I'm starting to look at some machine learning projects I've wanted to do for a while (ex: sock-puppet detection). This quickly leads to having to make decisions about data storage formats, i.e. csv, json, protobufs, etc. Left to my own devices, I'd probably use protos, but I don't want to be swimming upstream.
Are there any standards in wiki-land for how people store data? If there's some common way that "everybody does it", that's how I want to do it too. Or, does every project just do their own thing?
Hi Roy,
We had to evaluate data formats for event streaming systems as part of WMF's Modern Event Platform https://phabricator.wikimedia.org/T185233 program https://www.mediawiki.org/wiki/Wikimedia_Technology/Annual_Plans/FY2019/TEC2:_Modern_Event_Platform. The event streaming world mostly uses Avro, but there is plenty of Protobufs around too.
We ultimately decided to use JSON with JSONSchema as our transport format. While lacking some advantages of the other binary options, JSON is just more ubiquitous and easier to work with in a distributed and open source focused developer community. (You don't need the schema to read the data.)
More reading: - Choose Schema Tech RFC https://phabricator.wikimedia.org/T198256 - An old JSON justification blog post https://blog.wikimedia.org/2017/01/13/json-hadoop-kafka/
Our choice of JSONSchema and JSON is mostly around canonical data schemas for in-flight data transport and protocols. For data at rest, it might make more sense to serialize into something completely different (we use Parquet in Hadoop for most data there). You can read some WIP documentation about how we use JSONSchema here https://wikitech.wikimedia.org/wiki/Event_Platform/Schemas.

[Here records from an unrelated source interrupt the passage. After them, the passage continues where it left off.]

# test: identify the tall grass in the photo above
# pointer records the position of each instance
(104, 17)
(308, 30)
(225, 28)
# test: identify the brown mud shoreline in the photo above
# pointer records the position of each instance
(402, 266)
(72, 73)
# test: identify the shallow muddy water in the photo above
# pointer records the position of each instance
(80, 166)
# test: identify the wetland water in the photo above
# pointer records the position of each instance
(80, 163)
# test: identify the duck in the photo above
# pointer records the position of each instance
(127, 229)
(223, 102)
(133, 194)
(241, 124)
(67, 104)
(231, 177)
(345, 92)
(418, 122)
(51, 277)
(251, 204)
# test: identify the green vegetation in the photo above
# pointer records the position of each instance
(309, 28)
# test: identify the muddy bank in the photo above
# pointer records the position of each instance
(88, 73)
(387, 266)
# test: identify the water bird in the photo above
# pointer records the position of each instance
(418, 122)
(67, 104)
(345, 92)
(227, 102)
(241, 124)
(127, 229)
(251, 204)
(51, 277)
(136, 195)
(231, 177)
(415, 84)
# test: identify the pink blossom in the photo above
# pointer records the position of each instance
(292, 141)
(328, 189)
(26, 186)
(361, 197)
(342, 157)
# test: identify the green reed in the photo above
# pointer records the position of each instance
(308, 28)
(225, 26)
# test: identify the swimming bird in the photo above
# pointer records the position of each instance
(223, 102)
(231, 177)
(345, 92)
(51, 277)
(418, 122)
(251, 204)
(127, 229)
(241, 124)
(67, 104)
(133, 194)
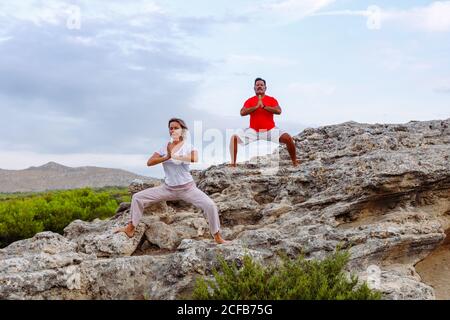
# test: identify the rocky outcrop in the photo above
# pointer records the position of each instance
(382, 191)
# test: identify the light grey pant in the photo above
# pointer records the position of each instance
(187, 192)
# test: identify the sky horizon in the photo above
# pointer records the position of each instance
(94, 83)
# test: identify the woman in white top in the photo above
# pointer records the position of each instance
(178, 184)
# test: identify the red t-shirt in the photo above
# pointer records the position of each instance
(261, 119)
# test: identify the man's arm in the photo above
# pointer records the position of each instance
(246, 111)
(274, 110)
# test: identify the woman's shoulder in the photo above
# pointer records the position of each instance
(189, 147)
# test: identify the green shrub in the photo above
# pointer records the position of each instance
(298, 279)
(24, 215)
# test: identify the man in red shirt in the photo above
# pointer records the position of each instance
(261, 109)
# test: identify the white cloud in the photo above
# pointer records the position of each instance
(58, 12)
(311, 90)
(296, 9)
(256, 59)
(434, 17)
(4, 39)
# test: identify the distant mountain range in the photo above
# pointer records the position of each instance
(53, 176)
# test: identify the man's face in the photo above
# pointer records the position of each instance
(260, 87)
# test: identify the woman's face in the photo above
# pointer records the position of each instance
(175, 130)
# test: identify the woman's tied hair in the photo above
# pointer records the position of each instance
(181, 123)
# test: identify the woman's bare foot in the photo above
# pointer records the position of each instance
(218, 238)
(128, 230)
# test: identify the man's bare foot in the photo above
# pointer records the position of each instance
(128, 230)
(219, 240)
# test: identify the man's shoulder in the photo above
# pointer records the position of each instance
(251, 98)
(271, 99)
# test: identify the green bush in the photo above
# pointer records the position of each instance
(22, 216)
(298, 279)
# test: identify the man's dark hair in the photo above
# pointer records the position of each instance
(260, 79)
(180, 122)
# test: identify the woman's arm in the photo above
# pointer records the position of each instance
(156, 158)
(193, 157)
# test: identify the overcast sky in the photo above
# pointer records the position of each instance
(94, 82)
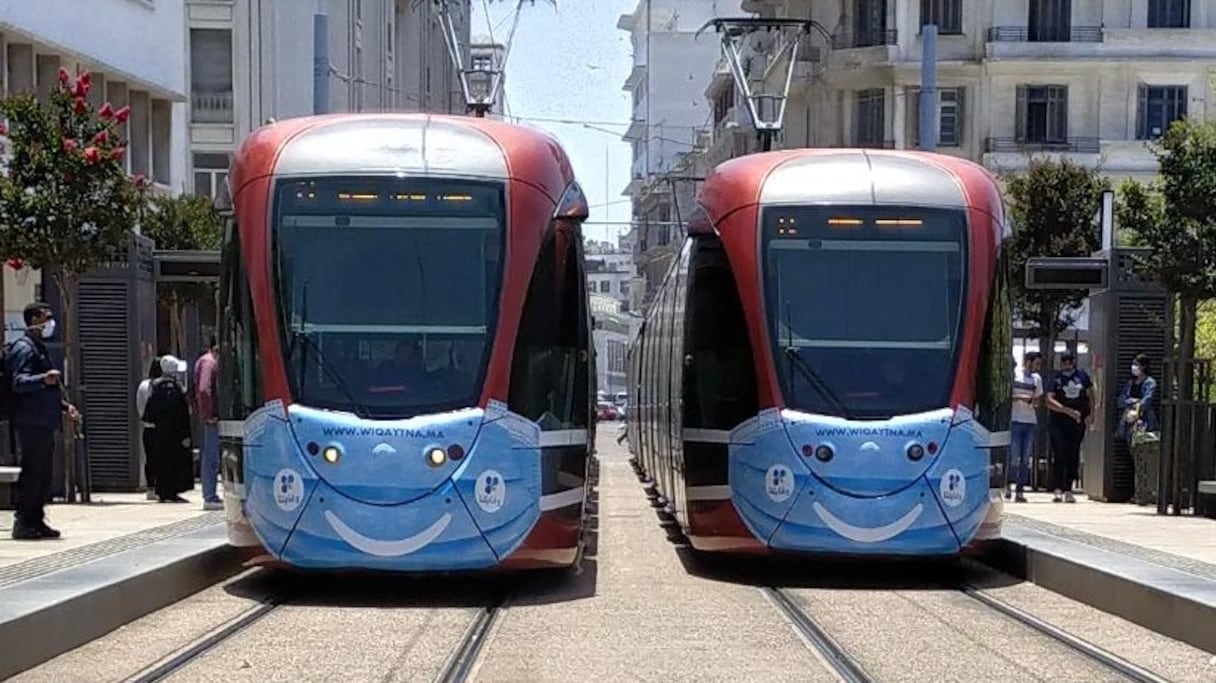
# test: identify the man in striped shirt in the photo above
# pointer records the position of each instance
(207, 406)
(1028, 394)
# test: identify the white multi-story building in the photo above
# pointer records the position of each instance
(1087, 79)
(252, 61)
(136, 52)
(671, 67)
(611, 272)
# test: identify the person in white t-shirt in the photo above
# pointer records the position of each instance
(1028, 394)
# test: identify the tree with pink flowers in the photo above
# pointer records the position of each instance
(67, 203)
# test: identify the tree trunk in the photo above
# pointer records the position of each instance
(1184, 407)
(72, 478)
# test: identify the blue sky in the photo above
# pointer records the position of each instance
(564, 74)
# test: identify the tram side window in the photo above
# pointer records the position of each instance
(240, 390)
(550, 378)
(720, 384)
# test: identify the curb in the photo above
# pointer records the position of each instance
(1174, 603)
(43, 617)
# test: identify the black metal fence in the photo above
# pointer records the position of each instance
(1188, 434)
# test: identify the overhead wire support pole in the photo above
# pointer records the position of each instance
(928, 114)
(771, 119)
(479, 86)
(320, 62)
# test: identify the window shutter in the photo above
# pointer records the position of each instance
(1020, 114)
(961, 114)
(1142, 113)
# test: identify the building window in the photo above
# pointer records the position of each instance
(210, 75)
(1158, 107)
(871, 27)
(1051, 21)
(870, 118)
(722, 103)
(210, 176)
(1042, 114)
(950, 117)
(947, 15)
(1169, 13)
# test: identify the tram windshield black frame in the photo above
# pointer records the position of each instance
(867, 366)
(307, 363)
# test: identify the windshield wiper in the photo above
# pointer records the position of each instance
(335, 376)
(817, 382)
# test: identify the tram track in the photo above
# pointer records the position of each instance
(468, 652)
(1099, 655)
(173, 664)
(457, 667)
(846, 667)
(833, 655)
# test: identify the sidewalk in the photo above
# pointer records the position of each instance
(112, 523)
(1183, 542)
(1158, 571)
(120, 557)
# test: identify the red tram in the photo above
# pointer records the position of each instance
(827, 365)
(406, 370)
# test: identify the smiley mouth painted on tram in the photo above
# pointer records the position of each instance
(397, 548)
(867, 534)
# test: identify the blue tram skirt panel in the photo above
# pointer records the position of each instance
(868, 497)
(383, 503)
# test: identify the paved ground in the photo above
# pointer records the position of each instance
(641, 610)
(1187, 536)
(110, 515)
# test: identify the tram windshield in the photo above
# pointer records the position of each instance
(388, 291)
(865, 306)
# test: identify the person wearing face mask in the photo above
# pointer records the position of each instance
(1070, 401)
(1136, 400)
(37, 416)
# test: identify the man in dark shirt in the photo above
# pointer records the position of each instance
(1071, 401)
(37, 416)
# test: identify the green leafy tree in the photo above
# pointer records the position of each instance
(1052, 205)
(67, 204)
(1175, 218)
(1205, 336)
(183, 223)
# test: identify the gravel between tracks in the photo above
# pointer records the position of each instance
(913, 636)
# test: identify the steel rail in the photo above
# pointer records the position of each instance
(832, 653)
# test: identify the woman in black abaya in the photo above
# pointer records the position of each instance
(169, 438)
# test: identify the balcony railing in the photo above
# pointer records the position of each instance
(210, 107)
(1012, 145)
(871, 39)
(1023, 34)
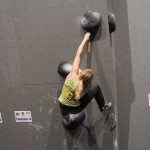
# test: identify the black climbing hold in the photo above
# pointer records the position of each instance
(64, 68)
(71, 121)
(91, 22)
(112, 22)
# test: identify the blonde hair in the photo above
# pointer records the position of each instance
(85, 78)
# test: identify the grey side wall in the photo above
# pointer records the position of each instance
(132, 73)
(35, 36)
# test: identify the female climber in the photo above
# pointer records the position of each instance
(75, 94)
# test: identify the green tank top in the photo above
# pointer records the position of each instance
(67, 96)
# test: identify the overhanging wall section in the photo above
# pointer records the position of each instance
(132, 73)
(35, 37)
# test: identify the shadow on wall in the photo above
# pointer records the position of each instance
(124, 83)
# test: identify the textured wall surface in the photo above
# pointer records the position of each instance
(132, 73)
(35, 36)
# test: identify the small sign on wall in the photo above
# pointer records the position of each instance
(23, 116)
(0, 118)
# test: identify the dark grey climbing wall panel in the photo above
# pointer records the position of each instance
(132, 73)
(35, 35)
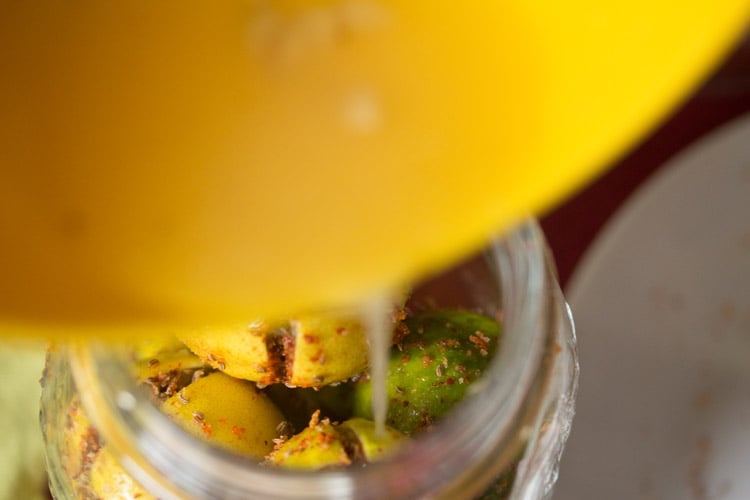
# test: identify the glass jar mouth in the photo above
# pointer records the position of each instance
(489, 428)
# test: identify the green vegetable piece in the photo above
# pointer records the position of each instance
(371, 447)
(431, 369)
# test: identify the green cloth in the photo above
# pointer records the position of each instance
(22, 472)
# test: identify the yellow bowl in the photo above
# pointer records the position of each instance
(182, 161)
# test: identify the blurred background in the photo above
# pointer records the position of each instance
(655, 261)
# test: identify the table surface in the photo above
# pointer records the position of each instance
(656, 264)
(572, 226)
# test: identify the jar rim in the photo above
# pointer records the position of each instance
(478, 429)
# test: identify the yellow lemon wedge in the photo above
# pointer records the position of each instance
(197, 161)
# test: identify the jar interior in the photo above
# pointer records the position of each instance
(482, 437)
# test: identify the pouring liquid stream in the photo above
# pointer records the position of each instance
(376, 313)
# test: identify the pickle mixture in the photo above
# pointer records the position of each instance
(296, 393)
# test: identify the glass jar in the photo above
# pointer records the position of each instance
(504, 440)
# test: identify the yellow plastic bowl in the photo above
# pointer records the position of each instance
(183, 161)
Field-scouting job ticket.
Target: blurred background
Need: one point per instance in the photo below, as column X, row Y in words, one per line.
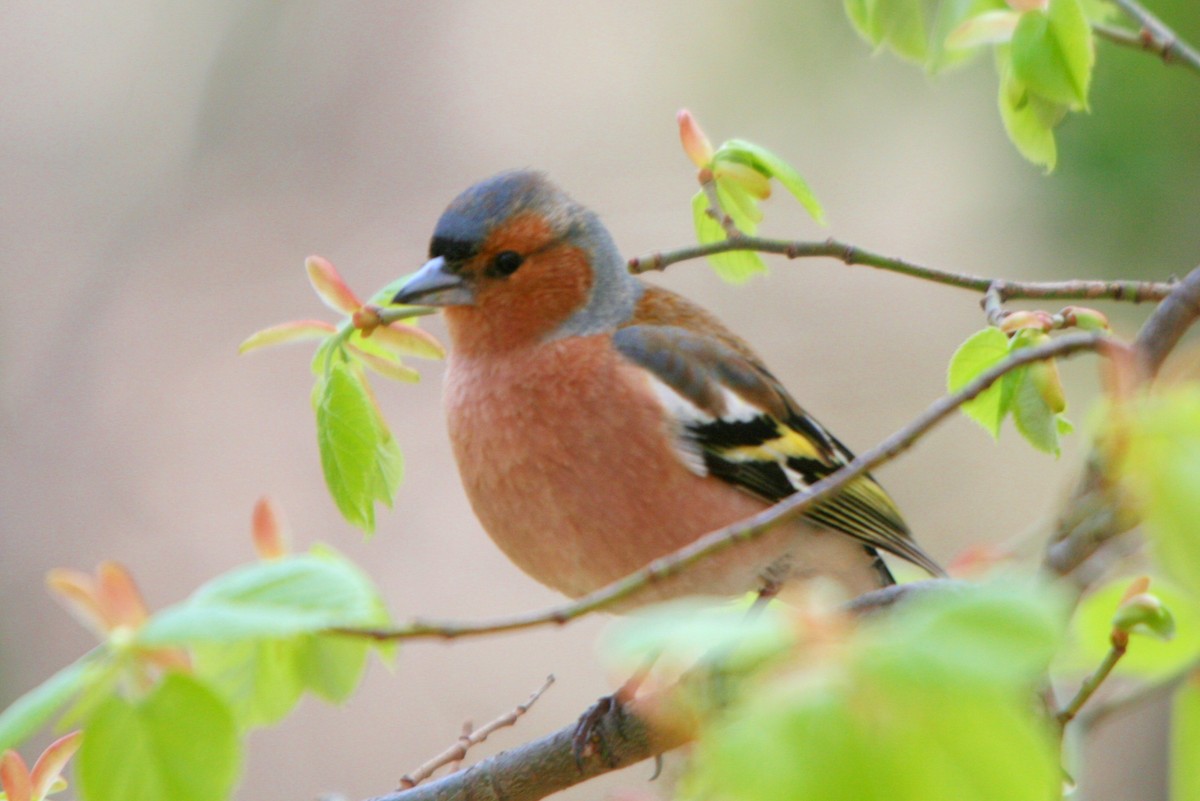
column 166, row 167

On Fri, Nov 22, 2019 at 10:14 PM Roy Smith roy@panix.com wrote:
I'm starting to look at some machine learning projects I've wanted to do for a while (ex: sock-puppet detection). This quickly leads to having to make decisions about data storage formats, i.e. csv, json, protobufs, etc. Left to my own devices, I'd probably use protos, but I don't want to be swimming upstream.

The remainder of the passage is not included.